Muğla’da iş bırakma eylemine katılımın yüzde 80-90’lar düzeyine geldiğine, ülke çapında da katılımın giderek artması üzerine Sağlık Bakanlığı’nın baskıyı arttırdığına da dikkat çekilen açıklamanın ardından bu kez Muğla Tabip Odası Milas Temsilcisi Dr. Funda Göçer tarafından okunan ve iş bırakma eyleminin nedenlerine ilişkin halkı bilgilendirme amaçlı açıklama ise şöyle:
“1- Reçetelerimize müdahale ile hastalarımıza yapacağımız tedaviye, reçetemize karışılmasını, hastalarımızın maddi ve tıbbi olarak zarar görmesini istemiyoruz. 2- ASM’lerde raporların paralı olması, ücretsiz birinci basamak hizmetlerinin sonu olur.

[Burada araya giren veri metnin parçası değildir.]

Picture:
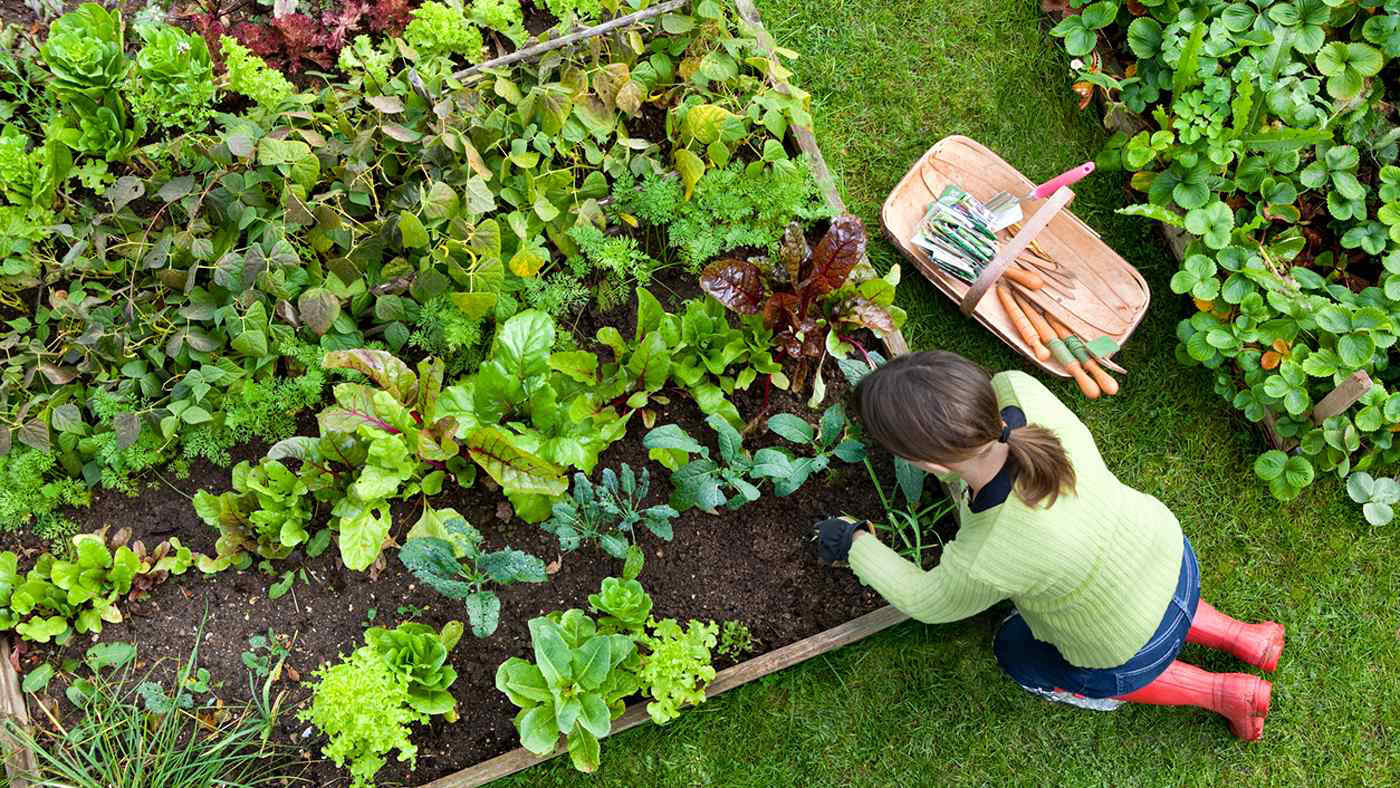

ASM’ye para girerse sağlığınız gider. Sağlıkta ticaret ölüm getiriyor, yakın zamanda para peşindeki ahlaksızların katlettiği bebeklerimizi unutmayın. Ve Aile Sağlığı Merkezlerini 6 ayda bir denetlerken, özel hastane bebek yoğun bakımları denetleyemeyenleri de unutmayın. 3- Günde 100 hastaya bakmış gibi 3 dakikada işlem yapmak değil; aşı, izlem, takip ve muayenelere en az 10 dakika insanca zaman ayırmak istiyoruz. 4-Hastalarımızın müşteri, puan, katsayı olarak görülmesini değil, insan olarak değer görmesini istiyoruz. 5- Nedeni bizle ilgiliolmadığı halde son 6 aydır ASM’ye uğramayan vatandaş için ihtar ve maaş kesintisi yapılmasını istemiyoruz. 6- Yılda 7’den fazla hastane başvurusu olan hastaların tedavi hakkının, bizim üzerimizden kontrol edilerek, yine ihtar ve maaş kesintisi ile kısıtlanmak istenmesini kabul etmiyoruz. 7- Geçen yıl 160 binkamu hekimi tüm Türkiye’de 880 milyon muayene yaparken, 25 bin aile hekimi bu muayenelerin 340 milyonunu gerçekleştirmiş, yani tüm kamu hekimlerinin % 15’i olan aile hekimleri toplam muayenelerin % 39’unu gerçekleştirmiştir. Daha fazla yük ve angarya değil işimizi yapmak istiyoruz. 8- Sizlere ait kişisel verilerinizin aile hekimleri ve aile sağlığı çalışanlarına toplattırılarak sigorta şirketleri, özel sağlık işletmelerine satılmasına aracılık yapmak istemiyoruz. 9- 15 yıldır Anayasaya aykırı düzenlemelerle yapılan, bozulan, yamalı bohça haline gelen Aile Hekimliği mevzuatının sahaya, meslek örgütlerine danışılarak ve özlük haklarımız verilerek yeniden düzenlenmesini istiyoruz.”
Bodrum’da …
Aile sağlığı merkezlerinde 5 günlük iş bırakma eylemi programının üçüncü günü olan bugün Milas’taki bu açıklamanın ve bilgilendirme broşürlerinin dağıtılmasından sonra sağlık çalışanları, saat 14’te Bodrum Konacık ASM önünde yapılacak basın açıklamasında meslektaşları ve Bodrumlularla buluşmak üzere ilçemizden ayrıldı.
Yarın ve öbür gün …
Program kapsamında yarın saat 12’de Menteşe pazaryeri girişinde basın açıklaması ve “Aile Hekimliği Ruhuna Fatiha Lokma Etkinliği” ve broşür dağıtımı ile yurttaşlar bilgilendirilecek.Eylemin son günü olan 6 Aralık Cuma günü ise ilimiz merkez ilçesi Menteşe’de siyasi parti il başkanlıkları ziyaret edilecek.